“You’re my favorite reason to lose sleep.” – Unknown
Thursday, November 20th
I have friends who have a family much like my own. Two parents, an older daughter, and a younger son. Today their daughter turned 10, and I was surprised by how much I saw the father fawn and gush over her birthday.
He told me that he’d woken up the night before (just after midnight when she was born) and played through her birth in his mind. He’d sent an email out announcing her birthday, brought pies to a big dinner to share with everyone, and told everyone on the sidewalk that it was her special day.
Why wouldn’t I expect that he would froth over with excitement over her birthday? Simply because I assume he just doesn’t have the energy to. Most of the time this particular man is explaining why his family is running on empty. He has an active six-year-old son, an adventurous wife with a lucrative career, and a daughter with Down’s Syndrome and ADHD.

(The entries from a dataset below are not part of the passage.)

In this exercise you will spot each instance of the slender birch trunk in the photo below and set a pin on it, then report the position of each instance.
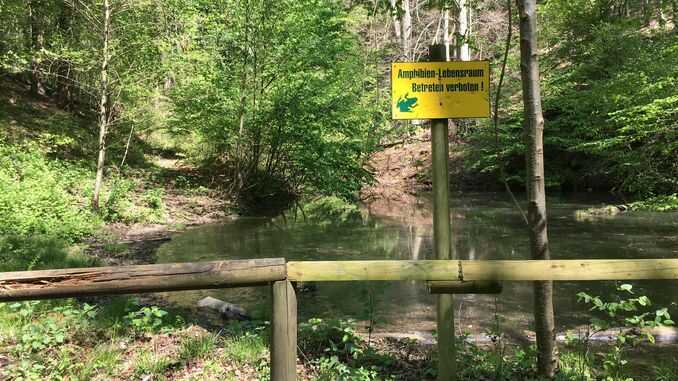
(396, 20)
(37, 41)
(407, 29)
(463, 51)
(104, 106)
(536, 193)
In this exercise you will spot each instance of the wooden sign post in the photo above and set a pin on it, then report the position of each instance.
(439, 90)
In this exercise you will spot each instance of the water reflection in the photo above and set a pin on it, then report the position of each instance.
(484, 226)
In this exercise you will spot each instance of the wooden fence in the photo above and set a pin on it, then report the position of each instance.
(444, 276)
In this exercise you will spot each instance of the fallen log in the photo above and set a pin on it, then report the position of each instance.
(47, 284)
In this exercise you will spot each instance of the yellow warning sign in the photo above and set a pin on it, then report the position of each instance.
(434, 90)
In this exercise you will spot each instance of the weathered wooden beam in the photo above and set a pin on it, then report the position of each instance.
(517, 270)
(465, 287)
(284, 336)
(23, 285)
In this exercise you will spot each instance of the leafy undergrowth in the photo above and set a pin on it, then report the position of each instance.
(122, 340)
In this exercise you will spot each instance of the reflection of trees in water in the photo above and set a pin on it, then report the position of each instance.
(482, 229)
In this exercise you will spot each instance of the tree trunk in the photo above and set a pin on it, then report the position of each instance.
(64, 93)
(407, 29)
(446, 34)
(463, 51)
(534, 129)
(37, 40)
(103, 107)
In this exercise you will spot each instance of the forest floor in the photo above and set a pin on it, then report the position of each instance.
(159, 194)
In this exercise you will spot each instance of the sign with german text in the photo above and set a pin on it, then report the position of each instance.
(436, 90)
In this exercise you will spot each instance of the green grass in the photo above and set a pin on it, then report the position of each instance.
(246, 348)
(197, 347)
(151, 364)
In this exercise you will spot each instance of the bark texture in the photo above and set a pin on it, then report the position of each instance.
(103, 106)
(536, 194)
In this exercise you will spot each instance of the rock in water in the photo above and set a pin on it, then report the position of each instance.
(226, 310)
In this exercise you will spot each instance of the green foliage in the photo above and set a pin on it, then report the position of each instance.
(40, 196)
(273, 108)
(39, 252)
(151, 364)
(148, 320)
(609, 103)
(196, 347)
(630, 317)
(331, 369)
(338, 353)
(38, 328)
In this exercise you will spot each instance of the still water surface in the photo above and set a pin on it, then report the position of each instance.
(485, 226)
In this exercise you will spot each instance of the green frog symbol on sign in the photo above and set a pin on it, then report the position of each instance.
(406, 104)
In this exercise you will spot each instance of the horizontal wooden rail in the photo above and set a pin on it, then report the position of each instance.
(510, 270)
(23, 285)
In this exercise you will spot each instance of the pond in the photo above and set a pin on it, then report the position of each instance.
(485, 226)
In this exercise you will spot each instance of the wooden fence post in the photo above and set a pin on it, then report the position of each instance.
(284, 335)
(441, 234)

This family is very open and frank about their challenges, more so than I am comfortable sharing and their lives are filled with a certain degree of chaos because of school-doctor-specialist appointments to enhance their daughter’s life while also trying to create a healthy space for their son to grow up in too. As I write about this topic one week late on Thanksgiving Day – November 27th – stuffing pumpkin pie in my mouth in between lines written, I think about how quiet and empty my house feels with the kids staying overnight at their grandparents’ house. All the little things that the kids do to annoy me throughout the day are the things I’m missing right now in their absence. The way my kids cry as we carry them inside to the house from the car after a long day of visiting with family. The way I can’t even get my son out of his jeans and into pajamas when he’s that tired. My daughter’s breath when she hasn’t brushed the night before. The love for your child trumps all those little things, especially when you have the objectivity and space from them to see it.
Can you rise above it all to see what really matters?